未来をつくる
橋梁をつくるための「型紙づくり」。
次工程を見据えたデータ作成が品質を決めます。
輸機・インフラ本部のインフラ統括部で、橋梁の原寸(げんすん)業務に関わっています。これは、洋服作りに例えるなら、「型紙づくり」のような仕事。設計部門が描いた橋梁の図面をもとに部品の展開作業から始まり、切断データ、組み立て図、現地架設資料を作成。工場で実際に作っていくための1/1スケールのデータや、組み立ての手順書を資料としてまとめています。
私の出した寸法や指示にミスがあれば、工場で部品が組み上がりません。製品の品質に直結する非常に重要な役割です。だからこそ、単に図面をトレースするのではなく、どのようにすれば工場のメンバーが分かりやすく効率良く進められるかも考え、資料に落とし込んでいます。
ペアで技を磨き、自分なりの最適解を導く。
巨大橋梁も支える技術者としての誇りと達成感。
私たちの部署では、基本的に一つの橋梁のプロジェクトを2人1組のペアで担当します。面白いのは、手順書に沿って仕事を進める中でも、人によって細かな仕事の進め方やテクニックが異なる点。良いものを作りたいという思いを持ったメンバーが多く、ペアを組む相手が変わるたびに新しい視点や手法を吸収できます。自分の裁量で最善の方法を模索していけるのも、この仕事の魅力です。
2022年には、大阪・関西万博に関連する「夢洲北高架橋」という2000トン級の巨大で複雑な橋梁プロジェクトにも携わりました。経験を重ねる中で技術者としての視野が広がり、スキルが上がり、さまざまな仕事に取り組めるようになっていくことでも、大きな達成感を味わっています。
ピンチを救ってくれたチームワークが私の原点。
苦手だったコミュニケーションも円滑に。
私が入社したばかりでまだ仕事に慣れていなかった時、大量の業務を抱え、納期に追われていたことがありました。このままでは間に合わないと焦っていたのですが、気づいた時にはペアの先輩が私の担当分まで対応してくれていました。状況を察し、そっとフォローしてくれていたのです。声をかけた時に助けてくれるのはもちろんのこと。そうでなくても、気にかけてサポートしてくれる温かいプロフェッショナルに囲まれ、私自身も後輩に対してそれができるよう心がけています。

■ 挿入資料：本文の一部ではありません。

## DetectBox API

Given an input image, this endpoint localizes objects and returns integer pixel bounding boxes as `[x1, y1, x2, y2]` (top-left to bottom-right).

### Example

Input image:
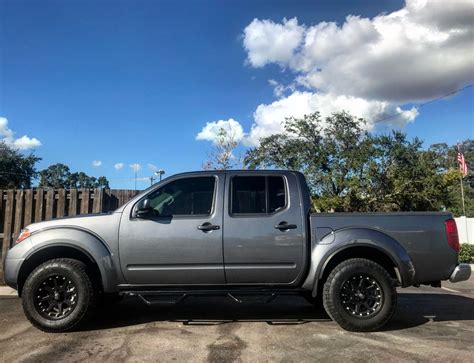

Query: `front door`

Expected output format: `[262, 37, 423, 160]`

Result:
[119, 173, 225, 285]
[224, 172, 304, 285]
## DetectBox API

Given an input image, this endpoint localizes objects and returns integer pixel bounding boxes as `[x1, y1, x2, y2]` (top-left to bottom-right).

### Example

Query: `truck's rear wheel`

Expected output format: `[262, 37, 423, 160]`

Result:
[22, 258, 93, 332]
[323, 258, 397, 331]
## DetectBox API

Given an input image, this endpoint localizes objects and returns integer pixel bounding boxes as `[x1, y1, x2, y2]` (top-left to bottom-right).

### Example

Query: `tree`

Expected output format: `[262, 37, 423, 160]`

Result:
[244, 112, 470, 211]
[0, 141, 41, 189]
[203, 127, 241, 170]
[39, 163, 71, 188]
[244, 112, 374, 211]
[39, 163, 109, 189]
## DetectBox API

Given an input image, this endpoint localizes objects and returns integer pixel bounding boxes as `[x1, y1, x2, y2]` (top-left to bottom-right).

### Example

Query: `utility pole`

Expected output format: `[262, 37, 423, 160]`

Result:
[135, 168, 138, 190]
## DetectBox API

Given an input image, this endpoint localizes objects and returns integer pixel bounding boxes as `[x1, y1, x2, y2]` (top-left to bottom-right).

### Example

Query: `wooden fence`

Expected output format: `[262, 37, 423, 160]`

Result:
[0, 189, 138, 284]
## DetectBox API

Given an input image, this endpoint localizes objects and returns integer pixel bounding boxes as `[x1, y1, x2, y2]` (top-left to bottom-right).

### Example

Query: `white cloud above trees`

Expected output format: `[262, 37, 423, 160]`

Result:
[198, 0, 474, 145]
[0, 117, 41, 150]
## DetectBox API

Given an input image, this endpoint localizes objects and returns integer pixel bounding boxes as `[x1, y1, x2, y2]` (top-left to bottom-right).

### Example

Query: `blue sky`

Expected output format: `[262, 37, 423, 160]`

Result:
[0, 0, 474, 188]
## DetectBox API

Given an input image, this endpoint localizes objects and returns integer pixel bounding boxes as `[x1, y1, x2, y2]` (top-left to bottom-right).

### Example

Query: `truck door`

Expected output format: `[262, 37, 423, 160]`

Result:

私はもともと人との会話が得意な方ではありませんでした。しかし、分かりやすいデータや資料を作成するためには、実際にモノを作る現場の皆さんとの連携が不可欠です。そのため、自分から積極的に現場に足を運ぶようにし、雑談を交えて会話を重ねることを心がけるようになりました。コミュニケーションが取りやすくなったことで、仕事が円滑に進むようになり、こうした自分自身の変化に対しても成長を感じています。
幼い頃に感動した「あの橋」を作る側へ。
地図と記憶に残る仕事がここにはあります。
小学生の頃に家族と出かけた際、名古屋港を東西に横断する3つの斜張橋「名港トリトン」を初めて通りました。その圧倒的な大きさと迫力に感動し、「どうやって作っているんだろう、どんな構造なんだろう」と興味を持ったことが、日本車両を志望したきっかけです。

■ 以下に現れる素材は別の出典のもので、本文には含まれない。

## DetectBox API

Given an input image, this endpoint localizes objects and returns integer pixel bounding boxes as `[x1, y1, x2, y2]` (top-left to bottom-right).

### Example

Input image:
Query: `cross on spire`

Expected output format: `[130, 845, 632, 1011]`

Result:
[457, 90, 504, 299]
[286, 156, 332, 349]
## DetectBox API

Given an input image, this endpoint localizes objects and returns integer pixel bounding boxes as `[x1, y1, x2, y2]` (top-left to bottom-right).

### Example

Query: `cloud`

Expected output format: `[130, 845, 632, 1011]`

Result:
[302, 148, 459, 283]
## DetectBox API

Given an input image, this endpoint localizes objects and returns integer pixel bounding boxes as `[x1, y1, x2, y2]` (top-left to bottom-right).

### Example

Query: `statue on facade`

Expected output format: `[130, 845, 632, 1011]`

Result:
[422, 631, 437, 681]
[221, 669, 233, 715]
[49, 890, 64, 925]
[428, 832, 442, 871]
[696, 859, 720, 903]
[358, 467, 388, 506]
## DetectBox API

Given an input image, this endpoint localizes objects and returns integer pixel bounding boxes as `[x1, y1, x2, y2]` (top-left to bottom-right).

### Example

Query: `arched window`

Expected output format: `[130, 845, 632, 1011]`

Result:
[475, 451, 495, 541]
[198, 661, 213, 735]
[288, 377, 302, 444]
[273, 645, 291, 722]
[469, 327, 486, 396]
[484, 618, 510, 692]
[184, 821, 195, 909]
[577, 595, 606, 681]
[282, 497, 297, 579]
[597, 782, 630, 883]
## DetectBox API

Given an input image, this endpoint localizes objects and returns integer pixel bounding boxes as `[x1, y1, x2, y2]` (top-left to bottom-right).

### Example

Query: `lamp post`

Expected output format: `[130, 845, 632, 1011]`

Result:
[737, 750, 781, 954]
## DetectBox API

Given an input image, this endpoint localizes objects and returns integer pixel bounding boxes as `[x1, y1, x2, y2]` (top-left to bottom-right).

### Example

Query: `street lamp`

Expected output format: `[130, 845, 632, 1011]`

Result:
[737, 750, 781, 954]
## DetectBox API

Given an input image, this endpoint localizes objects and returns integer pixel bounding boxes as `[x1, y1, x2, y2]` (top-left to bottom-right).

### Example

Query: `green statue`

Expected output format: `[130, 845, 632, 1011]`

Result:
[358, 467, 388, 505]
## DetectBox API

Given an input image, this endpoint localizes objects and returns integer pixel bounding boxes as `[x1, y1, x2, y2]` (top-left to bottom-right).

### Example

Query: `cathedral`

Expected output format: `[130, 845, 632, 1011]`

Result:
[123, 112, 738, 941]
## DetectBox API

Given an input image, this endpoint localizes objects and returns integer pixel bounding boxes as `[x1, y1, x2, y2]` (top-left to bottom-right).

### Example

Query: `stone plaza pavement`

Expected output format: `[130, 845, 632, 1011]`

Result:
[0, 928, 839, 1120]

新しい環境では、不安もあるかもしれませんが、専門知識がなくても、親切で優しい先輩たちが教えてくれるので心配はいりません。かつて自分が憧れて眺めた巨大な橋を、今は自分が手がけている。人や社会に貢献していることを実感できる、やりがいある仕事です。
休日の過ごし方
地元が静岡県なので、時々帰省しています。帰省中は、実家で飼っている犬と近所を散歩するのが日課です。
散歩のルートは決めず、その日の気分でいろいろな道を歩きます。
長く歩いた日は、一緒に休憩しながら飲み物を楽しむこともあり、犬とはまるで友達のような関係です。
こうした何気ない時間が、日々の活力を支える大切なひとときになっています。